Eventually, I did it; I got up and got out, just like he had spent months telling me I would. Even though I was the one who’d had a truck run straight into him, it’s both a different Nicholas and a different Noah who walked out of the hospital that faithful day. We were never the same, and as much as I hate people who look for silver linings in the most terrible of events, the accident clearly changed our relationship for the better.

“Hey, hey! We boring you or something?” Noah waves his hand in front of my face and I snap out of my nostalgic daze.

“No, no, not at all. I was just thinking of… You know, old times,” I say unconvincingly, rubbing my hand over my left thigh a couple of times. It’s an old habit I picked up way back when, because my left leg would keep hurting long after the accident, even though I was supposedly perfectly healed. I know my brother notices it: an almost unnoticeable flash of worry passes over his eyes. I see him open his mouth to say something, perhaps reminisce over those days with me, but he then closes it and gives me a tight smile.

We never talk about the accident. It may have massively contributed to making us the adults we are today, but it was also the most traumatic thing that happened to both of us, and years ago we made a pact to leave the past right where it belongs.

Sure, sometimes I’d like to bring it up.

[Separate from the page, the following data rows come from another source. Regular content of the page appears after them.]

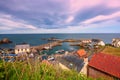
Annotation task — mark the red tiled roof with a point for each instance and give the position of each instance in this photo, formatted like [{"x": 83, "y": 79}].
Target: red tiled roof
[
  {"x": 81, "y": 52},
  {"x": 107, "y": 63}
]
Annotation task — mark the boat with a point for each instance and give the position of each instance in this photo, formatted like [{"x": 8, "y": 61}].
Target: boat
[
  {"x": 59, "y": 51},
  {"x": 47, "y": 47}
]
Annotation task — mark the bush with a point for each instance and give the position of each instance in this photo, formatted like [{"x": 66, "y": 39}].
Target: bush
[{"x": 36, "y": 71}]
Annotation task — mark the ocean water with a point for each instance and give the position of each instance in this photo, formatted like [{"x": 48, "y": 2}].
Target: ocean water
[{"x": 35, "y": 39}]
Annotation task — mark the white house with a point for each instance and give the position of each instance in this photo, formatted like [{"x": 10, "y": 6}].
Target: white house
[
  {"x": 116, "y": 42},
  {"x": 98, "y": 42},
  {"x": 22, "y": 48}
]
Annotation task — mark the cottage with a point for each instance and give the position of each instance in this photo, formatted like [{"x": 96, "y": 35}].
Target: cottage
[
  {"x": 86, "y": 41},
  {"x": 81, "y": 53},
  {"x": 22, "y": 48},
  {"x": 116, "y": 42},
  {"x": 104, "y": 66},
  {"x": 98, "y": 42}
]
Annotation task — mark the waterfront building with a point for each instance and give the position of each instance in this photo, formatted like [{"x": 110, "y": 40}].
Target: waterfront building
[
  {"x": 98, "y": 42},
  {"x": 22, "y": 48},
  {"x": 81, "y": 53},
  {"x": 86, "y": 41},
  {"x": 104, "y": 66},
  {"x": 116, "y": 42}
]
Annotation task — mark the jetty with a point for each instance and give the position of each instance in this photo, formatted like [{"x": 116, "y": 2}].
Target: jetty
[{"x": 50, "y": 45}]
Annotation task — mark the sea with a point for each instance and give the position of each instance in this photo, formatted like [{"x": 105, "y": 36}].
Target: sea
[{"x": 37, "y": 39}]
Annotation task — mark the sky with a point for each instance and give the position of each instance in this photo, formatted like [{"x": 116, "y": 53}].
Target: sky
[{"x": 59, "y": 16}]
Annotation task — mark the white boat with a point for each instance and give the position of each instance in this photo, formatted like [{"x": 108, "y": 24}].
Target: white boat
[{"x": 47, "y": 47}]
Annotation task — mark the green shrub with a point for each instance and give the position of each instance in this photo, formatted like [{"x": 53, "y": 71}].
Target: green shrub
[{"x": 36, "y": 71}]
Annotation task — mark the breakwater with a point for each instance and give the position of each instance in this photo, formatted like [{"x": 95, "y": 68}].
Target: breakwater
[{"x": 48, "y": 45}]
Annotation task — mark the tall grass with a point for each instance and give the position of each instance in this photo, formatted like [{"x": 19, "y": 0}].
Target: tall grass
[{"x": 36, "y": 71}]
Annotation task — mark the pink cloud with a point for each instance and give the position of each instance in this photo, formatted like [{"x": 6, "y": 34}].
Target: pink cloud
[{"x": 102, "y": 18}]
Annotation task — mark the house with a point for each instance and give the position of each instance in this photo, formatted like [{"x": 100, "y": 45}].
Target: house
[
  {"x": 22, "y": 48},
  {"x": 98, "y": 42},
  {"x": 116, "y": 42},
  {"x": 104, "y": 66},
  {"x": 81, "y": 53},
  {"x": 86, "y": 41}
]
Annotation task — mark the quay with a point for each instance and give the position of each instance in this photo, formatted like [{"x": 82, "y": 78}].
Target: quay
[{"x": 50, "y": 45}]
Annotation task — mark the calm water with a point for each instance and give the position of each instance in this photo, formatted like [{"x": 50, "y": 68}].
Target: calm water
[{"x": 35, "y": 39}]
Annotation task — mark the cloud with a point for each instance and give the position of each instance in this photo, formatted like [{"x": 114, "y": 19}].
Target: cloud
[
  {"x": 102, "y": 18},
  {"x": 69, "y": 19},
  {"x": 56, "y": 15},
  {"x": 7, "y": 22}
]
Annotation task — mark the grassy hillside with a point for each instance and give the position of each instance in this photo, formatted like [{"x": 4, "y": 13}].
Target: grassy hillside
[
  {"x": 36, "y": 71},
  {"x": 111, "y": 50}
]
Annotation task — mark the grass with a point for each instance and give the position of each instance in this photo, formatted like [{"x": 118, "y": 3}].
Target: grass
[
  {"x": 36, "y": 71},
  {"x": 111, "y": 50}
]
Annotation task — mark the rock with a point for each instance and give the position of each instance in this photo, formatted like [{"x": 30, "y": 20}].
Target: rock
[{"x": 5, "y": 41}]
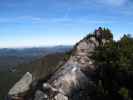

Sometimes, I’d like to ask him about how he felt, and thank him for pulling me out of there, and allow myself to tell everyone how scared I was. But then, I look at my life, the things I’ve accomplished and the places I’ve managed to get myself into, and I end up feeling okay. More than anything, I look at Noah, my brother, the other me, my very best friend. I look at his wife, the kids he’s raising, the joy he’s spreading around him, and I know we made the right decision because there’s no dark cloud forever hovering above our heads… And no matter what, I simply wouldn’t have it any other way.